As the show moves, there are a few small cues that tell us that this is not a traditional TV show. Ernie ties his tie on the air as he interviews his guests, as he moves from his desk to the set, the camera follows him, and we see grips, monitors, back walls, etc. That would be a pretty standard move on a late night show today, but back then; those things were all hidden from the eyes of the home audience. But the best thing of the show is getting to see that Kovacs was clearly allowed to just be himself. After the first batch of commercials, he complains about having to do them. He tells the audience that the evening’s episode is not just being aired live, it’s bring filmed to be preserved, saying: “We’re having the show kinescoped tonight. That’s guts…”

Between the music and guests, there are a few sketches as well, which admittedly go on a little long. The best one they do is a parody of the then-revered Edward R. Murrow’s program Person to Person, which here was called Back to Back. Ernie does a pretty good Murrow and interviews his wife Edie Adams, who plays a ditzy Shakespearean actor. He then goes to commercial, for a product that the crew has to shout the name of to him. Clearly without a script, he talks about how wonderful Arthus Meisel’s refrigerated dinners are, saying you should “get one for you and one for whoever is with you so they don’t have to sit there and watch you eat.”
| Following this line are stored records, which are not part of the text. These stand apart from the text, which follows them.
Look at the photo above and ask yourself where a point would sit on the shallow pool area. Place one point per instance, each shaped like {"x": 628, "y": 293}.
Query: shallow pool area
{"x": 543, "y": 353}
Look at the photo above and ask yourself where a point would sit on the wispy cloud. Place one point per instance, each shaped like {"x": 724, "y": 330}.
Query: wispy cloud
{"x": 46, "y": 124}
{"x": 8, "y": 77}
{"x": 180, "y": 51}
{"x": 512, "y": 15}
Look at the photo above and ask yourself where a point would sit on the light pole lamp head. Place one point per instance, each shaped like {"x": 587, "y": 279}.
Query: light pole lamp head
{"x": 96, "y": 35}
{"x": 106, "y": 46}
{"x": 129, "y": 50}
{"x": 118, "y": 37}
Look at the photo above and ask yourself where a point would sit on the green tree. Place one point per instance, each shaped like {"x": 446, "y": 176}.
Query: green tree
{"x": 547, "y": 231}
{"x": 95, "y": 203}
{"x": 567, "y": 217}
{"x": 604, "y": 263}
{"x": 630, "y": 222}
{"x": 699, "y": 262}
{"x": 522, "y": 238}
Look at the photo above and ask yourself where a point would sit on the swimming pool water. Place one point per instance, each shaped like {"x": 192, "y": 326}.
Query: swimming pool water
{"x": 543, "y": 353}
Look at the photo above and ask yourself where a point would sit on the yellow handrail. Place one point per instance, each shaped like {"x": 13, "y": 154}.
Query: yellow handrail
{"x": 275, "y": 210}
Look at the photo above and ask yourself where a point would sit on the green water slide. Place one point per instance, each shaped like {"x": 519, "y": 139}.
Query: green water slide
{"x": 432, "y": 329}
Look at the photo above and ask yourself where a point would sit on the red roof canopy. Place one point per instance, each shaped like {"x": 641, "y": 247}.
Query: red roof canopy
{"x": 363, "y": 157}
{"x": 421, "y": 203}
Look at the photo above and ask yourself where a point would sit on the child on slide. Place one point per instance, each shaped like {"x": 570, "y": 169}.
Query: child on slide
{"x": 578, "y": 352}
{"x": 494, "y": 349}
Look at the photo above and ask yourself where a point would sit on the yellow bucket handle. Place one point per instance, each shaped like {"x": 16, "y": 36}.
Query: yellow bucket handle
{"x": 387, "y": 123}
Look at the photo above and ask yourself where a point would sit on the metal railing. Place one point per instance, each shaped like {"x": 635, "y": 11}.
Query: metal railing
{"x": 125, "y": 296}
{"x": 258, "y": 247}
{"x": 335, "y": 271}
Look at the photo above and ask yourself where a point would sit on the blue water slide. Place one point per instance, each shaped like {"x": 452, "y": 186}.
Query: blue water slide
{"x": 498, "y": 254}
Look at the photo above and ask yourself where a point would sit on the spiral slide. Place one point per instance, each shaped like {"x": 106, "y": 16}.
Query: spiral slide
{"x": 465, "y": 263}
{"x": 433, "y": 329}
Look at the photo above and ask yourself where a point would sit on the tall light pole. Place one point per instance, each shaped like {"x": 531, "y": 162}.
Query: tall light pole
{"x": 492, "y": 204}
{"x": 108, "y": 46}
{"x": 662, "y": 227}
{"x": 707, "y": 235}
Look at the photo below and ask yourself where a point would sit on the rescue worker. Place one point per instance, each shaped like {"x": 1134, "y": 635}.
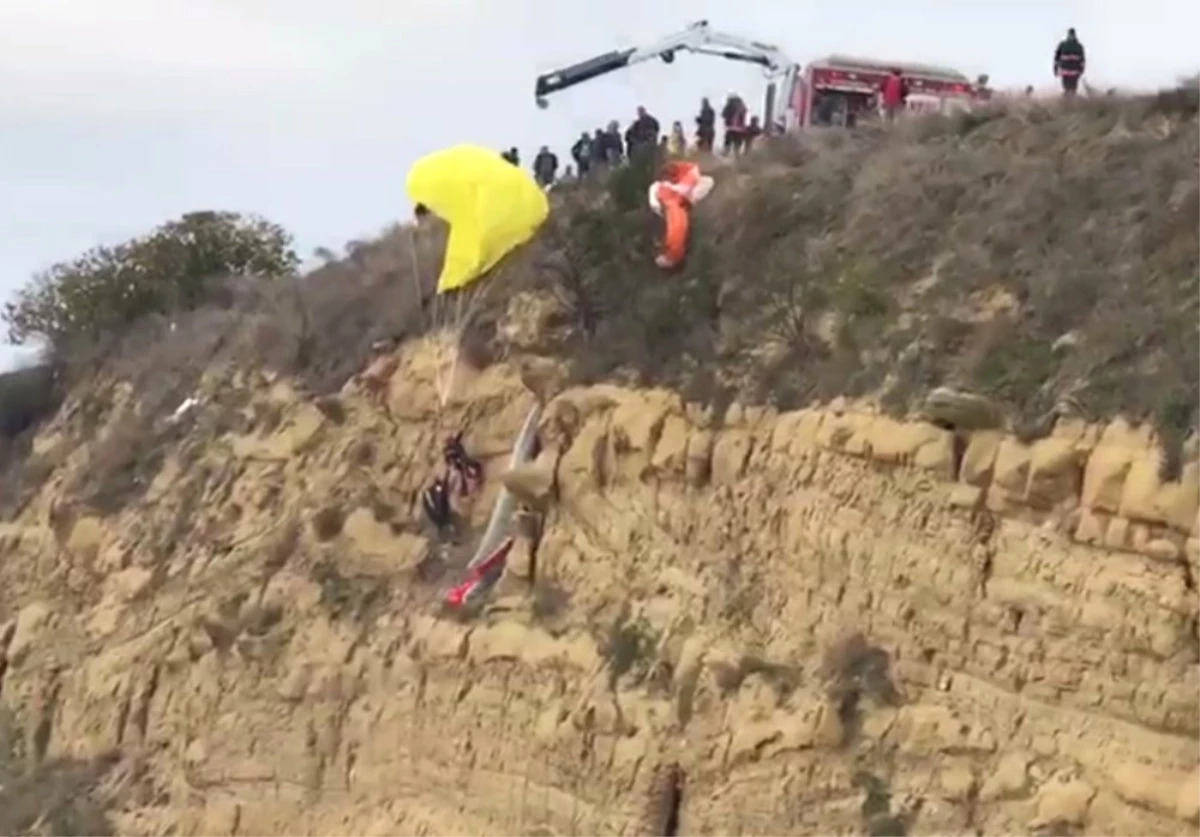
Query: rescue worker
{"x": 642, "y": 133}
{"x": 735, "y": 116}
{"x": 893, "y": 95}
{"x": 467, "y": 470}
{"x": 436, "y": 504}
{"x": 545, "y": 167}
{"x": 672, "y": 197}
{"x": 1069, "y": 62}
{"x": 599, "y": 149}
{"x": 581, "y": 152}
{"x": 706, "y": 126}
{"x": 613, "y": 144}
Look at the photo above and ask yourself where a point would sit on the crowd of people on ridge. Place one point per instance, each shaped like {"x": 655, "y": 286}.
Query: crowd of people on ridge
{"x": 607, "y": 146}
{"x": 610, "y": 145}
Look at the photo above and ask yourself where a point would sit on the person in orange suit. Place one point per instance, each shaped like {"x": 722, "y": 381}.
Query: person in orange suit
{"x": 679, "y": 187}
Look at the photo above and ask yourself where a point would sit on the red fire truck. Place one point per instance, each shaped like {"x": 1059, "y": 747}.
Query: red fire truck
{"x": 834, "y": 90}
{"x": 838, "y": 89}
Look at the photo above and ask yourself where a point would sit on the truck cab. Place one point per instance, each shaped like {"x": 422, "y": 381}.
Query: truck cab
{"x": 838, "y": 90}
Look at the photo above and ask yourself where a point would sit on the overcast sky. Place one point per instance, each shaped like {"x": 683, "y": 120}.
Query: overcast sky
{"x": 119, "y": 114}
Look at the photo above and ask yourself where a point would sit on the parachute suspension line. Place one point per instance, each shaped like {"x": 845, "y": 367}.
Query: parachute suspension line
{"x": 456, "y": 332}
{"x": 417, "y": 271}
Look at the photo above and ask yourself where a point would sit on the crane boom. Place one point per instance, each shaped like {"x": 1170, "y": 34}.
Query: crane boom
{"x": 699, "y": 37}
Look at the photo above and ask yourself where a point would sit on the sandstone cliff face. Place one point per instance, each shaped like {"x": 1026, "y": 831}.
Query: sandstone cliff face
{"x": 822, "y": 622}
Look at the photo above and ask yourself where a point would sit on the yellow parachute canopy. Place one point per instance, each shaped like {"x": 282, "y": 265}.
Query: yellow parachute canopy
{"x": 491, "y": 205}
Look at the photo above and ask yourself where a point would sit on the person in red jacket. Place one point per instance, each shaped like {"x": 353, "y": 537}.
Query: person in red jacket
{"x": 894, "y": 94}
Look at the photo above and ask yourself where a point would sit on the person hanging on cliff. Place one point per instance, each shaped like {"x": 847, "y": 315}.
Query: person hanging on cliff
{"x": 1069, "y": 62}
{"x": 436, "y": 504}
{"x": 463, "y": 468}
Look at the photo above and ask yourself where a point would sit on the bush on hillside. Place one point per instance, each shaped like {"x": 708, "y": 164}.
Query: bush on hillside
{"x": 25, "y": 397}
{"x": 168, "y": 270}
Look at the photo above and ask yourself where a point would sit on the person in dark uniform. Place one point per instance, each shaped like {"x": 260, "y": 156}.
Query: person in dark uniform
{"x": 1069, "y": 62}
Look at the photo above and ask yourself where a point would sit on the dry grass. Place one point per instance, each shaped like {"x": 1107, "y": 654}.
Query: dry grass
{"x": 1036, "y": 254}
{"x": 1033, "y": 254}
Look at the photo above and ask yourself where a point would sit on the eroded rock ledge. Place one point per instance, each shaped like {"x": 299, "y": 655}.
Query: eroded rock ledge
{"x": 820, "y": 622}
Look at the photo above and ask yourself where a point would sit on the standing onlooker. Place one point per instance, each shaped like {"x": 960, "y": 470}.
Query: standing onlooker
{"x": 642, "y": 134}
{"x": 613, "y": 144}
{"x": 1069, "y": 62}
{"x": 894, "y": 95}
{"x": 735, "y": 116}
{"x": 581, "y": 152}
{"x": 706, "y": 126}
{"x": 545, "y": 167}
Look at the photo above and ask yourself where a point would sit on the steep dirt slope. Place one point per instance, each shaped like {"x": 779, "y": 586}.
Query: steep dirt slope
{"x": 750, "y": 607}
{"x": 829, "y": 621}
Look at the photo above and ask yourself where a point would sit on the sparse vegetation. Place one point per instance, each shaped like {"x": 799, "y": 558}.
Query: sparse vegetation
{"x": 48, "y": 798}
{"x": 628, "y": 648}
{"x": 853, "y": 669}
{"x": 167, "y": 271}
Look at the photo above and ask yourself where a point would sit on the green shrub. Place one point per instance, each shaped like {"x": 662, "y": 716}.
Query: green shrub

The show ends with a really strange guest in Jim Fassett who is promoting his record of sound experiments. The record seems to be just a bunch of animal noises slowed down and reversed. I imagine it was probably pretty cool back then, but it’s pretty uninteresting to anyone under the age of 30 who grew up playing with Windows’ Sound Recorder on their home computer.

But is it still funny? I would say yes. It’s entertaining and kind of amazing to see the kind of television that doesn’t get made any more: just a guy goofing around on live TV, with what would seem like no interference from anyone higher up. There’s plenty of Kovacs gold in the Paley Archives, and this probably isn’t the best introduction if you’re new to him (in my opinion, that’s Saturday Color Carnival: The Ernie Kovacs Show), but I wanted to pick something that was entertaining, but would be unfamiliar to fans who had already seen all there was to see on the great DVD set put out by Shout! Factory earlier this year, which is chock full of Ernie at his finest.

You comedy historians already know what there is to know about Kovacs, and those of you who aren’t have already felt his influence through much of television today. Kovacs offers us a window into how good television could be, by making it in a way that can never be repeated.